Surabaya – Data serapan (realisasi) Pendapatan dan Belanja Daerah Pemerintah Provinsi Jawa Timur (Pemprov Jatim) Tahun Anggaran (TA) 2021 hingga awal triwulan ketiga tahun 2021 terdapat perbedaan. Fakta ini diungkap Moch. Aziz, S.H., M.H., anggota Fraksi PAN DPRD Jatim, Dapil Madura ke awak media Madurapers, Surabaya (27/7/2021).
Menurutnya berdasarkan data Direktorat Jenderal Keuangan Daerah (Ditjen Keuda) Kementerian Dalam Negeri (Kemendgari) per 15 Juli 2021 realisasi Pendapatan Daerah Pemprov Jatim sebesar 40,88% dan realisasi Belanja Daerah Pemprov Jatim sebesar 28,40%. Data ini dirilis Ditjen Keuda Kemendagri terkait serapan APBD TA 2021 per 15 juli 2021 untuk Provinsi dan Kabupaten/Kota seluruh Indonesia (lihat https://youtu.be/uaQ53zgOkDc).

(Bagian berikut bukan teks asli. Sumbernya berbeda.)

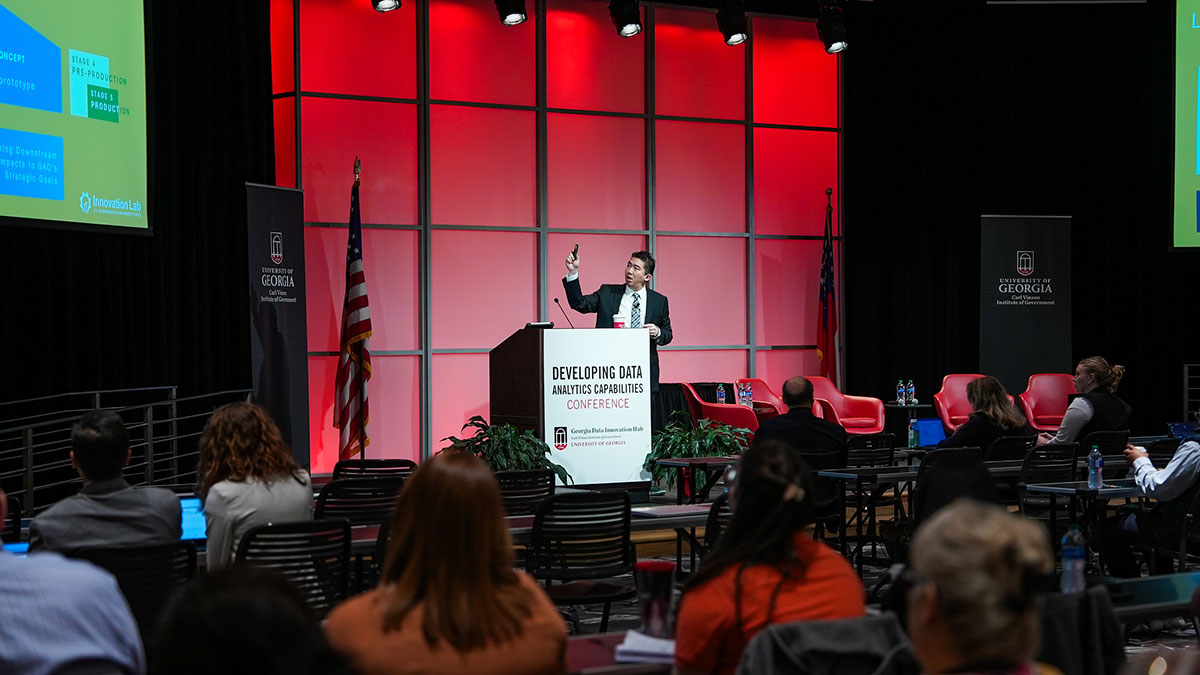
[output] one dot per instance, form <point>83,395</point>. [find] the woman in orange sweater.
<point>766,568</point>
<point>449,599</point>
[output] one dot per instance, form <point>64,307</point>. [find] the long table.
<point>875,478</point>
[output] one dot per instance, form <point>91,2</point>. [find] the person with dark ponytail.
<point>1097,407</point>
<point>766,568</point>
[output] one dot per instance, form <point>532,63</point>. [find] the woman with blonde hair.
<point>993,414</point>
<point>246,477</point>
<point>1097,407</point>
<point>972,602</point>
<point>449,599</point>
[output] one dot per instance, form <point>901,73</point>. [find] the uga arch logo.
<point>1025,263</point>
<point>276,248</point>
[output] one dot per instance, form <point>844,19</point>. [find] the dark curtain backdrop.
<point>85,310</point>
<point>969,109</point>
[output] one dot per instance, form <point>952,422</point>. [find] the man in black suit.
<point>642,306</point>
<point>799,428</point>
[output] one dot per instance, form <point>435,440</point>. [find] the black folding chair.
<point>312,554</point>
<point>582,541</point>
<point>523,490</point>
<point>147,575</point>
<point>373,469</point>
<point>364,502</point>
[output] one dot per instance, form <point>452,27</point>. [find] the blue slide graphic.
<point>30,66</point>
<point>30,165</point>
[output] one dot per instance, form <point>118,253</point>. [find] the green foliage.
<point>678,438</point>
<point>504,448</point>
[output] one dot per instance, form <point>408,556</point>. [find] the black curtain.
<point>87,310</point>
<point>957,109</point>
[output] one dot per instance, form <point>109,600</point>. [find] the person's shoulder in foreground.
<point>355,628</point>
<point>60,615</point>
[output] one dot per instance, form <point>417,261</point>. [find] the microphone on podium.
<point>564,312</point>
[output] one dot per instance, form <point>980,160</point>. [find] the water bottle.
<point>1095,469</point>
<point>1073,550</point>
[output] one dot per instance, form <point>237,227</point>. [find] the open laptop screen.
<point>931,431</point>
<point>192,512</point>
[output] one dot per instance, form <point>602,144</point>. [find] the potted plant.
<point>681,440</point>
<point>504,448</point>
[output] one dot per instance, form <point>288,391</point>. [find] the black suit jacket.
<point>803,430</point>
<point>606,302</point>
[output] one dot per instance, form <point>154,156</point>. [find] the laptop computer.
<point>931,431</point>
<point>1181,429</point>
<point>192,512</point>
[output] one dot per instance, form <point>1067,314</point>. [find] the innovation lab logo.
<point>276,248</point>
<point>1025,263</point>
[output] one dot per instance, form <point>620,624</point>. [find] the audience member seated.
<point>1097,408</point>
<point>1173,487</point>
<point>799,428</point>
<point>993,414</point>
<point>241,620</point>
<point>60,615</point>
<point>972,605</point>
<point>449,599</point>
<point>107,512</point>
<point>766,568</point>
<point>246,477</point>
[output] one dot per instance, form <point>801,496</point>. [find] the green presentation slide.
<point>73,112</point>
<point>1187,154</point>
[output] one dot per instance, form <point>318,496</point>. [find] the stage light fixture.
<point>731,19</point>
<point>627,17</point>
<point>511,11</point>
<point>832,28</point>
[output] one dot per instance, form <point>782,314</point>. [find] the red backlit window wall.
<point>479,180</point>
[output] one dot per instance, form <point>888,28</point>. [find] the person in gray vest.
<point>108,512</point>
<point>1173,487</point>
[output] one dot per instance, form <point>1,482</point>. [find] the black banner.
<point>1024,298</point>
<point>279,322</point>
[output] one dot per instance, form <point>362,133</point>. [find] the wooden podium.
<point>586,392</point>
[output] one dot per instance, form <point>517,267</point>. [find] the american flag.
<point>827,316</point>
<point>354,364</point>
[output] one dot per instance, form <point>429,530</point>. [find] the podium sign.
<point>597,402</point>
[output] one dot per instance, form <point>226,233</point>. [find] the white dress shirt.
<point>1173,481</point>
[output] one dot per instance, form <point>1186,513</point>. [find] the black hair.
<point>774,499</point>
<point>797,390</point>
<point>647,260</point>
<point>100,443</point>
<point>241,619</point>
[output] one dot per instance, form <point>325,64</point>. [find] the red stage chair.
<point>1044,400</point>
<point>763,395</point>
<point>823,410</point>
<point>857,414</point>
<point>952,402</point>
<point>726,413</point>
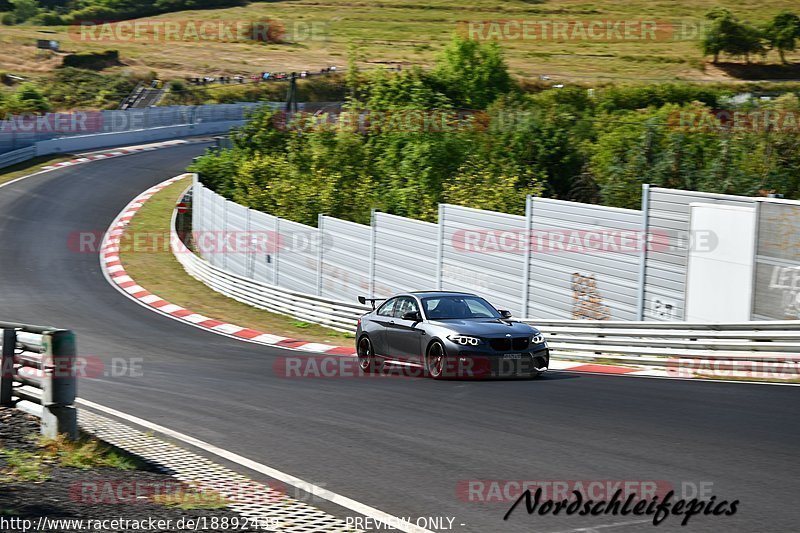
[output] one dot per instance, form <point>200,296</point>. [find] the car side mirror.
<point>416,316</point>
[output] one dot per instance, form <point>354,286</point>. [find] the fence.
<point>38,375</point>
<point>394,254</point>
<point>264,295</point>
<point>469,249</point>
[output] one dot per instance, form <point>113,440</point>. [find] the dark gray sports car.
<point>448,334</point>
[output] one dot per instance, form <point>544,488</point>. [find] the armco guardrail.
<point>341,316</point>
<point>773,345</point>
<point>38,375</point>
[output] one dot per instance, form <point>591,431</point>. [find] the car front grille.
<point>507,344</point>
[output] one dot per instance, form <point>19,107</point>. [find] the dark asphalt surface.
<point>402,445</point>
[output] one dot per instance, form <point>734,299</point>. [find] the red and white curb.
<point>119,152</point>
<point>116,274</point>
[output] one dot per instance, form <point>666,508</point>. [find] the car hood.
<point>486,327</point>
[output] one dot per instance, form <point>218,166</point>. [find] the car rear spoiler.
<point>362,300</point>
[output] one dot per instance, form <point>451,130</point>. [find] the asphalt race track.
<point>402,445</point>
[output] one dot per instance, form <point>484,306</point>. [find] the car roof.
<point>433,294</point>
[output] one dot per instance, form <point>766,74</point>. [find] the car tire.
<point>435,360</point>
<point>366,356</point>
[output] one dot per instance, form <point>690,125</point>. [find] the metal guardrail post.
<point>321,236</point>
<point>373,237</point>
<point>440,249</point>
<point>59,387</point>
<point>7,366</point>
<point>645,240</point>
<point>526,267</point>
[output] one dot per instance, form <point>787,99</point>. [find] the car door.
<point>404,337</point>
<point>381,319</point>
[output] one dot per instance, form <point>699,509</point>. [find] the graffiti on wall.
<point>587,303</point>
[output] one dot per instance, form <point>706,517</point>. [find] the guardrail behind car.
<point>774,344</point>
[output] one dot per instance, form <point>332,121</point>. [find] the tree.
<point>782,33</point>
<point>473,73</point>
<point>25,9</point>
<point>727,34</point>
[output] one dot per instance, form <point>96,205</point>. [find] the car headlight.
<point>465,340</point>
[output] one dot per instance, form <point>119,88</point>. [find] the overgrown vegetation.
<point>69,88</point>
<point>84,454</point>
<point>391,150</point>
<point>740,39</point>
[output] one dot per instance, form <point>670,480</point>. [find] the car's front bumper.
<point>484,364</point>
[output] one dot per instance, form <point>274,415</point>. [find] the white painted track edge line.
<point>342,501</point>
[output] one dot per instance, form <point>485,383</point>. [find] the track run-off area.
<point>411,447</point>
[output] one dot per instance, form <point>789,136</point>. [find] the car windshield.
<point>449,307</point>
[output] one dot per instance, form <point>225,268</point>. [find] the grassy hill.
<point>412,32</point>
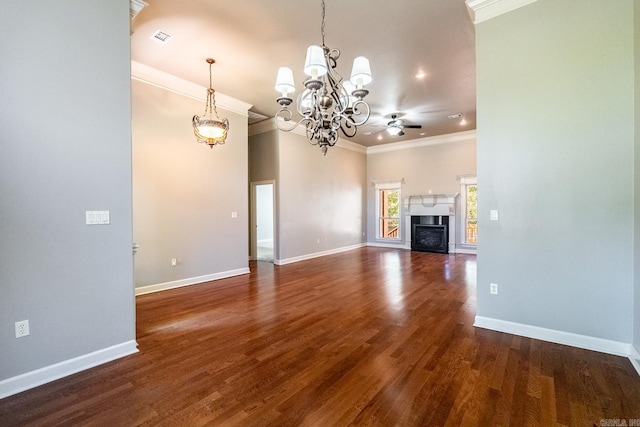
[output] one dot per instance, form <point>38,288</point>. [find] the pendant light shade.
<point>209,128</point>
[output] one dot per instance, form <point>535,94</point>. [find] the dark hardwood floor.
<point>374,336</point>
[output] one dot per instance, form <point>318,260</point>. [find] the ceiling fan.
<point>395,126</point>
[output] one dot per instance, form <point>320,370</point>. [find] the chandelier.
<point>208,129</point>
<point>327,104</point>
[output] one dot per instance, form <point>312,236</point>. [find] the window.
<point>469,192</point>
<point>388,210</point>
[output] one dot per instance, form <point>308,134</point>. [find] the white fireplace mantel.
<point>443,204</point>
<point>431,204</point>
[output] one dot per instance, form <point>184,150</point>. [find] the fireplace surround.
<point>434,216</point>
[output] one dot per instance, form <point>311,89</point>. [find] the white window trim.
<point>464,181</point>
<point>390,184</point>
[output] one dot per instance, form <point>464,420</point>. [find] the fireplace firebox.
<point>430,234</point>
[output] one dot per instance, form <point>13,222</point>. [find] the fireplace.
<point>430,233</point>
<point>431,222</point>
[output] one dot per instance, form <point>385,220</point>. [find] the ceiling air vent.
<point>161,37</point>
<point>135,6</point>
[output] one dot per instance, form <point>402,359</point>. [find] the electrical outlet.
<point>493,288</point>
<point>22,328</point>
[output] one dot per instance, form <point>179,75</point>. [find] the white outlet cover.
<point>493,288</point>
<point>22,328</point>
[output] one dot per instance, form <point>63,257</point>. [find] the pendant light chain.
<point>322,27</point>
<point>211,99</point>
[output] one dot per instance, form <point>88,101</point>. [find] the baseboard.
<point>190,281</point>
<point>567,338</point>
<point>317,254</point>
<point>41,376</point>
<point>465,251</point>
<point>634,357</point>
<point>389,245</point>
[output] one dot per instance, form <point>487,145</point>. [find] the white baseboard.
<point>317,254</point>
<point>190,281</point>
<point>389,245</point>
<point>41,376</point>
<point>465,251</point>
<point>560,337</point>
<point>634,357</point>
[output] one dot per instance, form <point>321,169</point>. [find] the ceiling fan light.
<point>284,81</point>
<point>361,72</point>
<point>395,131</point>
<point>315,64</point>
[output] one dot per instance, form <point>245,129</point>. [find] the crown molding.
<point>483,10</point>
<point>424,142</point>
<point>155,77</point>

Berbeda dengan data tersebut, pada 26 juli 2021 Pelaksana Harian (Plh) SEKDA Provinsi Jatim juga mengeluarkan rilis, yang menjelaskan bahwa per tanggal 23 Juli 2021 realisasi APBD Pemprov Jatim TA 2021: (1) realisasi Pendapatan Daerah sebesar 56,18%, dan (2) realisasi Belanja sebesar 43,01% (lihat https://www.wartatransparansi.com/2021/07/26/surat-teguran-mendagri-bukan-untuk-pemprov-jatim.html).
Sungguh aneh, yang menurut Moch. Aziz, “bayangkan, dalam situasi pandemi Covid-19, dengan aparatur banyak bekerja dari rumah (work from home/WFH) capaian Pendapatan dan Belanja Daerahnya luar biasa. Hanya dalam kurun waktu 1 “minggu” terjadi lonjakan yang sangat signifikan. Realisasi Pendapatan Daerah yang semula 40,88% menjadi 56,18% dan realisasi Belanja Daerah yang semula 28,40% menjadi 43,01%.
Inilah problem rutin yang tidak berkesudahan dari tahun ke tahun. Jaman sudah digital, tapi data belum terintegrasi secara digital. Perbedaan data daerah dg pusat tidak terintegrasi karena lemahnya pengelolaan data secara digital. Andaikan dibuat digitalisasi data secara komprehensif dan terstruktur, kecil kemungkinan ada perbedaan signifikan. Perbedaan data signifikan dalam hitungan 1 minggu, sulit dinalar oleh siapapun. Semoga itu bukan data siluman atau bahkan data dramaturgi.